Montag, 13. Juli 2015

By by England - Back to France

13. Juli ■ Dover - Éperlecques (53 km)

Frühstück im Regen
Aufgrund der Wettervorhersage spielte das Handy um 6 Uhr die allseits beliebte Weckmelodie; eine halbe Stunde später waren wir im Waschraum. Für 8 Uhr wurde nämlich Dauerregen vorausgesagt. So konnten wir noch einigermaßen trocken frühstücken. Das "Notprogramm" funktionierte bestens. So schnell waren wir noch nie fertig.

Volle Fähre
Bei englischem Nebelregenwetter fuhren wir die 10 Kilometer auf stark befahrener Hauptverkehrsstraße zur Fähre. Zum ersten Mal war Sandi  mulmig dabei. Sie hoffte nur, dass die rote Regenjacke und die neonfarbene Warnweste auf dem Gepäck ausreichend sind. Wir hatten Glück! Gegen 9. 15 Uhr am Hafen angekommen, fanden wir nach einigem Hin und Her, aber ohne Stress, den richtigen Schalter im riesigen Fährhafen und nahmen das 10 Uhr 30 auslaufende Schiff. Es war voll ausgelastet, obwohl es im stündlichen Takt fährt.

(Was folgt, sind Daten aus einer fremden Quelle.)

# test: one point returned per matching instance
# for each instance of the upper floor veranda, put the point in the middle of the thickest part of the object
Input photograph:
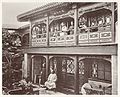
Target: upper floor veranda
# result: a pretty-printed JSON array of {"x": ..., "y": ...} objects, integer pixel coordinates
[{"x": 72, "y": 24}]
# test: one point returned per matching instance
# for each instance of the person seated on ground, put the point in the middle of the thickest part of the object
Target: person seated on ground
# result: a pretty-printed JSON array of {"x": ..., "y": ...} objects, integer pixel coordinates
[
  {"x": 23, "y": 82},
  {"x": 51, "y": 81},
  {"x": 86, "y": 85}
]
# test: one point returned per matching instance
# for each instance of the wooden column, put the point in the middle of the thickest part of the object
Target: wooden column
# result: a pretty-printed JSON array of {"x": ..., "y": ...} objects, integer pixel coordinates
[
  {"x": 47, "y": 66},
  {"x": 47, "y": 30},
  {"x": 25, "y": 64},
  {"x": 114, "y": 75},
  {"x": 76, "y": 76},
  {"x": 113, "y": 22},
  {"x": 76, "y": 24},
  {"x": 32, "y": 65}
]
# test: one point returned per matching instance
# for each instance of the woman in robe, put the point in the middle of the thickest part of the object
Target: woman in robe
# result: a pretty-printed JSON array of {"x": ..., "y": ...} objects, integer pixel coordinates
[{"x": 51, "y": 81}]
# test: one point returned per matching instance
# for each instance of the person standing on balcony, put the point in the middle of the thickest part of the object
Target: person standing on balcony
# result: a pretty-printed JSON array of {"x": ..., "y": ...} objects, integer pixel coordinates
[{"x": 51, "y": 81}]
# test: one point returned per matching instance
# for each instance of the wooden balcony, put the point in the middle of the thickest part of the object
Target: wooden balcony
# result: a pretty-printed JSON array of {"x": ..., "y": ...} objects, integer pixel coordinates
[
  {"x": 39, "y": 42},
  {"x": 65, "y": 40},
  {"x": 102, "y": 35}
]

Hier stellten wir noch die letzten Pfund für zwei heiße Latte auf den Kopf. Die nassen Socken trocknete Andi am Hochleistungshandtuchtrockner in der Männertoilette. Dort roch es für Momente nicht mehr angenehm, aber wir wollen uns ja nicht erkälten ;-).

Calais
In Calais zogen wir zum Aufwärmen das Bahnhofslokal (nicht mit Mitropa zu vergleichen) vor. Dort trafen wir Philipp aus Südwestengland wieder, den wir bereits auf dem Schiff kennenlernten. Er besucht Kriegsdenkmale in Frankreich und Belgien. Sowohl sein Vater (2. WK) als auch sein Großvater (1. WK) wurden hier verwundet und anlässlich des 100. Jahrestages ist er unterwegs. Heute schießen wir zum großen Glück nicht mehr aufeinander, sondern schwatzen gemütlich bei einem Kaffee.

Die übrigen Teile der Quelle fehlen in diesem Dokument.